EXPERIENCING BELGIUM
Tuesday, August 03, 2004
 

Enola's Dubious Gay Gifts

Posted by Matthew Crouch at 18:07

In a more perfect “Matt World” I would be the Canadian filmmaker John Greyson as an Appalachian with red hair. I wish I could be as accomplished and articulate as he – he is everything I want to be as he is everything I am not. His new film Proteus has me craving to read yet another online tidbit to tide me over until I can view this mysterious film here which looks sexy and thrilling. John Greyson that handsome, tall, dark haired, Canadian, filmmaker who makes me swoon (remember that film?). At least I got to drive him home a few times as a favor for our pal Bill in that crappy old brown Plymouth K car I used to drive.

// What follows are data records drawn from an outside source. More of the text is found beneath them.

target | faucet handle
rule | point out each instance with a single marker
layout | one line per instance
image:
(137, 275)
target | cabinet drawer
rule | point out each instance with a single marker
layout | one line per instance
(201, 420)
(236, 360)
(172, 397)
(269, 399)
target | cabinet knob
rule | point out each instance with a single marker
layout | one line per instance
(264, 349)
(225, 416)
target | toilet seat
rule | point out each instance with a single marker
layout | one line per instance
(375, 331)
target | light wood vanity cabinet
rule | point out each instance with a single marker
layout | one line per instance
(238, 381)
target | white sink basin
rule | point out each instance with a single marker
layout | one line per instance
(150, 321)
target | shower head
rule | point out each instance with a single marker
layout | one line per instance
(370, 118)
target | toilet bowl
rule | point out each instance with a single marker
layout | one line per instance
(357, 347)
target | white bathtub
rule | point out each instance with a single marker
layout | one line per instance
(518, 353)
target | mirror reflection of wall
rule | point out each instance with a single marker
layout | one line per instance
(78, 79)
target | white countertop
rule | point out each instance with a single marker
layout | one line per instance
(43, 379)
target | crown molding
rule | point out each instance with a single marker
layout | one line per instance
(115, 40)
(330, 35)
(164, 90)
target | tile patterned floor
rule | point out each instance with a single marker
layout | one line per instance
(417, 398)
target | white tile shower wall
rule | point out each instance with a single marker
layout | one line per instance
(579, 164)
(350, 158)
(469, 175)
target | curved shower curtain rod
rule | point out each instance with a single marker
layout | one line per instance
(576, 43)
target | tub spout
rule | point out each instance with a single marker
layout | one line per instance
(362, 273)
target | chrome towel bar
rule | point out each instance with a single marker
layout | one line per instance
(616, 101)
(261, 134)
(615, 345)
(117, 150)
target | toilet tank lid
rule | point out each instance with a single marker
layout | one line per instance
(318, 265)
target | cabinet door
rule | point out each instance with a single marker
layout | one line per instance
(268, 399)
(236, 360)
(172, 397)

Those few times I did were with great pleasure and silent desire to be invited in to ride his (hopefully) hairy butt home. That was when Greyson was staying in some soulless modern brick Ohio State University vacant like “house”-ing on Neil Ave. during one cold Ohio winter a few years back, probably when he was doing post production work on Lilies at the Wexner Center for the Visual Arts. At least once after Lilies was realized and screened I profusely told him directly how Lilies really affected me. Me standing on High Street in front of some restaurant feeling like I could cry over the film and just wanting to tell him thanks man for making such beauty in light and projected images. I never got to tell Todd Haynes that about any of his films though I felt pretty much exactly the same after each one.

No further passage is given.